Unlike his friend, Rysavy had traveled outside the country, as a hurdler in international track and field events. In 1979 he used his sports connections to secure an exit visa that enabled him to take a six-month trip around the world. Half that time he spent in the United States. Although he spoke almost no English, he worked small jobs to earn a little cash. He lived on $3 a day. "I ate bread," says Rysavy. "I slept outside in parks or in airports or bus stations."
By then it was clear that Rysavy's sneakers took him in directions that few others traveled. He welcomed long stretches of time alone, practicing meditation. In 1982 he lived alone in a shed high in the mountains on the Czech-Polish border, seeing only a few people over the course of nearly a year. "I ran with the bighorn sheep," he says. He spent half of each day in meditation and the other half picking berries and other plants and attending to his basic needs.
"To learn to be alone without being lonely is very important," Rysavy says. "You realize what you're really about and what's there only as a facade. You can rethink all the rules of existence and exercise the choice of taking them as yours or not."
Rysavy left his homeland for good in 1984 after earning a master's degree in engineering. "I hated the system," he says. He did not officially defect, as had Bouska; he simply extended his visa and never returned. Rysavy headed to Boulder, a college town, to the mountains he loved and to a milieu that embraced nonconformists.
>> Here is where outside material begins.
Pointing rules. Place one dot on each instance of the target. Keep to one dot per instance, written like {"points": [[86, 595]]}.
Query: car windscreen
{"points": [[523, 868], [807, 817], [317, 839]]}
In Boulder Rysavy first worked in a print shop for $3.35 an hour. In three months he had saved the $600 he needed to start a company. Living in the mountains had given him a strong interest in the environment, so he began selling recycled paper. His company, Transformational Economy, or Transecon, made $100,000 in pretax profits in its first year. Rysavy invested $30,000 in a new enterprise, this time to satisfy another of his interests -- the strict vegetarian diet he follows. In its first year, he says, his health-food store reached profitability on $2.5 million in sales.